- Occupations: Historian; writer;
- Writing career
- Subject: LGBTQ history of New York City
- Notable awards: Stonewall Book Award (2023)
- Website: hughryan.org

= Hugh Ryan =

American historian

Hugh Ryan is an American historian and non-fiction writer focusing on the LGBTQ history of New York City. He wrote The Women's House of Detention: A Queer History of a Forgotten Prison and When Brooklyn Was Queer.

== Education ==
Ryan attended Cornell University and received an MFA degree from Bennington College.

== Career ==
When Brooklyn Was Queer (2019) focuses on the LGBTQ history of Brooklyn's waterfront. The book was a 2019 New York Times Editor's Choice and one of Harper's Bazaar's Best LGBTQ books of 2019. It was a finalist for the 2020 Lambda Literary Award for Nonfiction. In 2024, it was announced that Elliot Page would be an executive producer for a virtual reality-based series adapting the book, directed by Yasmin Elayat and written by Agnes Borinsky.

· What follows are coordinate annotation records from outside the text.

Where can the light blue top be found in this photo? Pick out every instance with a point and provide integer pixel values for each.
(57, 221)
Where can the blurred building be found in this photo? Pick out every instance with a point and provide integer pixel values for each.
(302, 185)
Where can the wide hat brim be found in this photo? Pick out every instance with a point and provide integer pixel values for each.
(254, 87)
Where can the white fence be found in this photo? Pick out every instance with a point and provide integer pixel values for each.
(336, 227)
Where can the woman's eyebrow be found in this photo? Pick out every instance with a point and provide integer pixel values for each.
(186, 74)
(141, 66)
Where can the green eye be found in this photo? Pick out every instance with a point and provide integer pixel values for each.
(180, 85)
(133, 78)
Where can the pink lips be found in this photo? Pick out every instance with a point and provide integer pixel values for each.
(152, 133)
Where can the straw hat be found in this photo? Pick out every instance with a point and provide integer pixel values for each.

The Women's House of Detention (2022) focuses on the queer women and transmasculine people who were systematically imprisoned in the New York Women's House of Detention. The book won the American Library Association's 2023 Stonewall Book Award for Non-fiction and Publishers Weekly called it "a vital contribution to LGBTQ history." Kirkus Reviews called it a "blistering critique of the country’s ‘criminal legal system’.”

In 2026, he released a memoir in essays entitled My Bad: A Personal History of the Queer Nineties and Beyond.

He teaches nonfiction writing at Bennington College. He is a contributor to the Los Angeles Review of Books.